We are about to witness a massive effort to close schools again next semester.
Teachers unions will demand that schools not reopen after Christmas break. Colleges will “begin the semester with remote learning.” Elite private high schools will do the same.
Many schools started Christmas break early due to outbreaks. Schools without outbreaks are following suit. And now Stanford is leading the charge on not reopening come January.
To minimize disruptions to coursework and provide as much predictability as possible, Stanford is now planning to begin winter quarter with two weeks of online instruction.— Stanford University (@Stanford) December 16, 2021
Stanford says, “We will resume in-person instruction Tuesday, Jan. 18, after the Martin Luther King, Jr. Day holiday. We continue to expect students and instructors to be on campus for the winter quarter.”

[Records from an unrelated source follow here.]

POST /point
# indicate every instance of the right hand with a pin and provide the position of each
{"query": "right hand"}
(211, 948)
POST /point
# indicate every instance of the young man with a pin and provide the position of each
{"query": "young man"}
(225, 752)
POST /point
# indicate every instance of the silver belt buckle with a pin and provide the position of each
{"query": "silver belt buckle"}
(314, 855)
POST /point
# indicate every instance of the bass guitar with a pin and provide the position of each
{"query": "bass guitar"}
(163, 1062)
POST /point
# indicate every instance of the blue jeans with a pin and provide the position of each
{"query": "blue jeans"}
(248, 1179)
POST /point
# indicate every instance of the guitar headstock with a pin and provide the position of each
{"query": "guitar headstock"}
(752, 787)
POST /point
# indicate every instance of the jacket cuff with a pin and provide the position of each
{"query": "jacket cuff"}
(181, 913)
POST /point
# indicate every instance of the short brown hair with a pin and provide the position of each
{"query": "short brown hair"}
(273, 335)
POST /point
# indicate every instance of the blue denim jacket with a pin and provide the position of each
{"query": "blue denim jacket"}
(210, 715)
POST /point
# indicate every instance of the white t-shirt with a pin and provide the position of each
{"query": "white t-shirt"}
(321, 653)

I put the odds of a Jan. 18 return-to-classroom at Stanford at only 50%. We may be on the downslope from the winter wave, but we will still have very high case counts by then, maybe higher than today. If cases peak in the first week of January as they did last year, hospitalizations may be peaking Jan. 18.
California may very well have new booster mandates. The promise of the vaccine for babies will be weeks away. Pfizer will be in the middle of ramping up production of its therapeutic drug.
There will be a thousand new reasons why "now is not the time” to reopen.
The same thing will happen in public K-12 schools. If your school says it will reopen “remotely” for a week or two after the New Year, do not be surprised if those 14 days to "slow the spread" turn into 14 weeks. Maybe your children will be back in the classroom after spring break.
Haven’t we all realized that remote learning was a failure and that school closings didn’t help? Yes, but “this time it’s different,” we’ll be told because the omicron variant is so much more contagious.
If you don’t want your children on Zoom for 14 weeks to start 2022, you need to prepare for a fight.